A BUSINESSMAN who spearheaded plastic recycling in Victoria is hoping to turn a tip on the Mornington Peninsula into a multi-million dollar “recycling park incubator”.

Urban Mining Industries managing director Edward Meysztowicz said his idea came from seeing the need for a circular economy, jobs creation and sustainability, and realising that the recycling industry could address all three issues.

Meysztowicz says his idea will create jobs for the future on the peninsula and support the development of the hydrogen economy by converting waste plastic into hydrogen.

The proposal includes relocating Melbourne-based food, plastics and tyre recycling plants to the Tyabb transfer station, subject to Mornington Peninsula Shire Council approval.

“This will help deliver the council’s own Zero Waste to Landfill 2030 goals and reduce costs for ratepayers, otherwise forced to rely on trucking waste to distant landfill,” Meysztowicz said.

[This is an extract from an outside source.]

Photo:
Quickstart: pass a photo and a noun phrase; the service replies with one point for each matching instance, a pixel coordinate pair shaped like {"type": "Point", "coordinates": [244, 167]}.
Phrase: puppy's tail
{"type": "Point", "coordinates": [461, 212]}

In 2003, Meysztowicz established Branin Recycles in Melbourne to use food waste for stock or cattle food. He says he has turned more than 300,000 tonnes of food waste into new food, in the form of meat and milk. Fifteen years later the company started building a new plastics recycling plant, propelled by Meysztowicz’s own “zero-waste-to-landfill” philosophy.

“The plant converts the plastic film waste in your rubbish bin to new plastic film products like recycling bags. This is the circular economy in action. We want to scale it in the right home,” he said.

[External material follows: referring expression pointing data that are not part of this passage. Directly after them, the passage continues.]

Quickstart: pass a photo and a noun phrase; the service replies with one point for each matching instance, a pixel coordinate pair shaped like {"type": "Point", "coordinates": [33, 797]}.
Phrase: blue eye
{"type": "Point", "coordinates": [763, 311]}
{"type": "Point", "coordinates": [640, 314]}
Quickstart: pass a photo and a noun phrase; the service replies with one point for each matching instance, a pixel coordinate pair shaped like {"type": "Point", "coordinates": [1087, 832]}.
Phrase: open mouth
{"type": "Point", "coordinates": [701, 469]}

Meysztowicz said it was often difficult for recyclers to expand or stay afloat because of high costs, red tape and a “broken system”.

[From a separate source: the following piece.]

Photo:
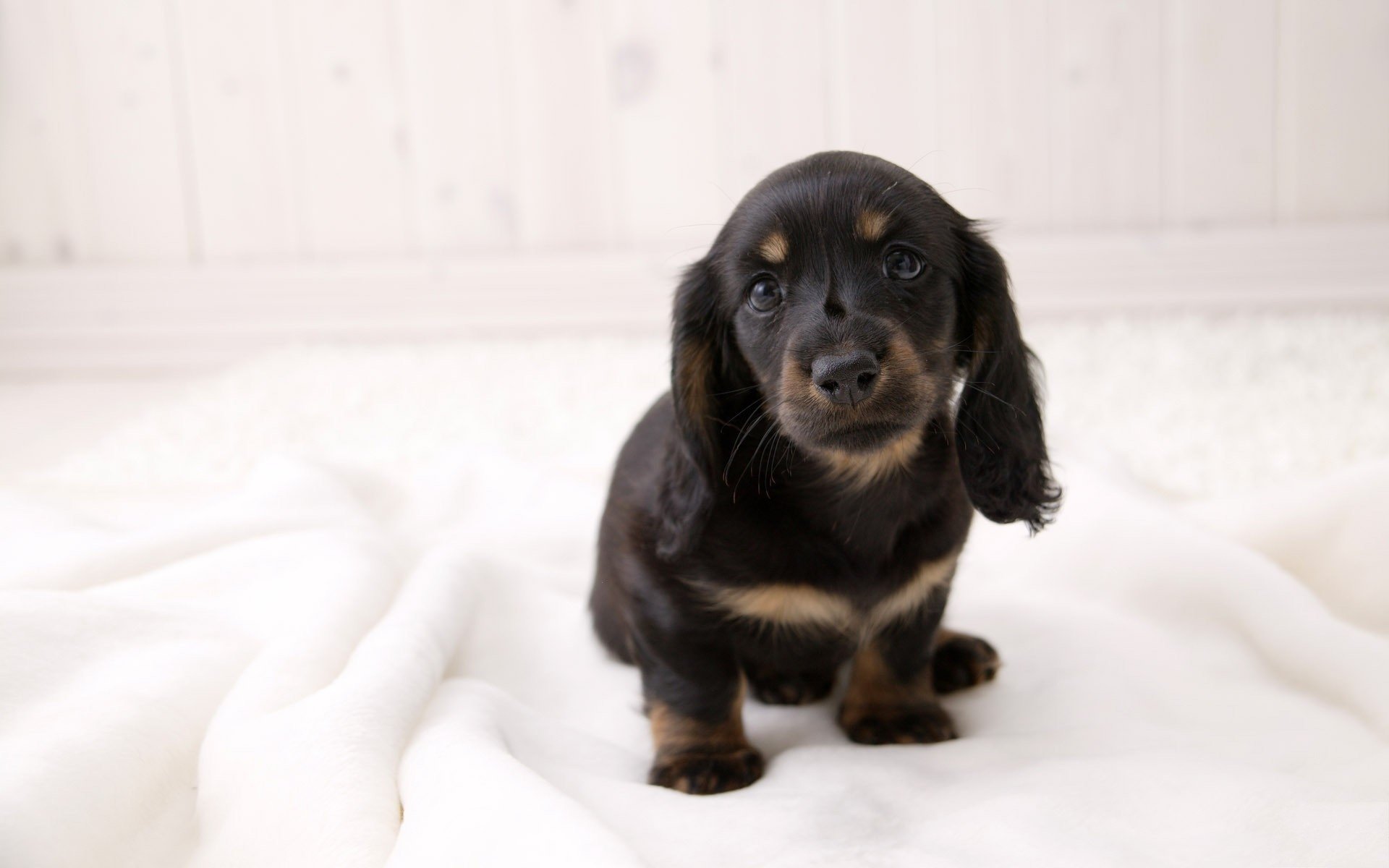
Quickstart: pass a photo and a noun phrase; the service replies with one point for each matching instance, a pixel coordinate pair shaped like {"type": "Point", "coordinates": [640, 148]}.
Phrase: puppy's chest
{"type": "Point", "coordinates": [853, 608]}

“Right now, if you have a great idea for recycling something, nobody will give you land or insure you, so it can’t start,” he said. “Waste export bans for things like plastic and tyres have met a lack of onshore infrastructure for recycling, so tyres are being dumped on the side of the road or illegally stockpiled, even on the peninsula.

“Plastic is filling warehouses or going to landfill. I am fighting to scale up proven recycling solutions that resolve land and insurance constraints and support the scaling of a circular economy.

“This recycling park will give locals, governments and regulators an insight into what the circular economy looks like.”

Meysztowicz said that despite the doom and gloom in the industry, there was hope for a better future if authorities embraced his notion of a circular economy.